Virginia Thomas' plight is not Martha's, of course; Clarence Thomas is an associate justice of the Supreme Court, rather than a Soviet agent. But what passes between her and Thomas is no less formative.

"A former employee, someone I hired, mentored, told the FBI that I was inappropriate with her," Clarence tells Virginia. Her response is not simply to affirm his version of events, but to shade Hill's story in even higher and more sinister relief. "Maybe someone is putting her up to this. There are a lot of groups out there that can't stand the idea of you on the court. They can't beat you honorably," Virginia tells him. "Thank goodness the FBI is on it. They will see it for what it is. It's political nonsense."

Many of the most compelling moments in the rest of the movie involve watching Wright's face as Virginia comes to terms with the consequences of the narrative she has committed herself to. She watches Hill's news conference when Clarence refuses to, even though it might help him prepare for his testimony. She listens quietly as her husband suggests that no white man, particularly no Kennedy, would have to respond to allegations like Hill's.

She lets him vent about the pain of discussion of the allegations with her son. And Virginia watches the final vote on Clarence's nomination when he cannot, delivering the good news to him. And though he earns the seat he wanted so badly, the faces of Wright and Pierce are those of people who have achieved the goal of a lifetime, only to find that the terms of their new existence are not what they imagined. Their smiles are fleeting.

Part of what is so powerful between Clarence and Virginia is everything between them that can't be spoken aloud. Virginia doesn't ask her husband what might have passed between him and Hill; they don't talk about what it means that he is black and she is white, that she possesses some of the privilege he rages about being denied; they don't talk about whatever gap might exist between Hill's portrayal of Thomas' sexual braggadocio and appetites and their own intimate life.

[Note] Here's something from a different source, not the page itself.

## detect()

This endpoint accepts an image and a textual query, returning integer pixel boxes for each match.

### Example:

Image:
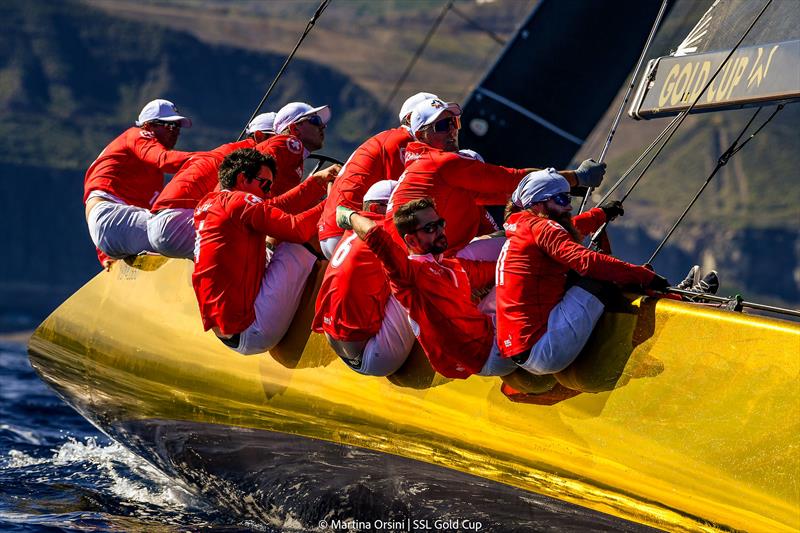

But they don't really have to. If "Confirmation" is the story of how Hill lost the short-term battle over Clarence Thomas' nomination but helped win the long war for women's equality, it's also the story of how Virginia Thomas entered a particular and inextricable circle of wifely hell.

Calling Hill up almost two decades after the hearings and asking her to apologize for a transgression Virginia Thomas still doesn't seem to be able to name may have been an absurd act. But what else is Thomas supposed to do? Stay with her husband and feel unable to defend him? Leave her marriage and ignite a political firestorm that is no more likely to settle the matter than Clarence Thomas' confirmation did?

Until wives are no longer their husbands' keepers, women like Virginia Thomas and Hillary Clinton will be caught in an impossible bind.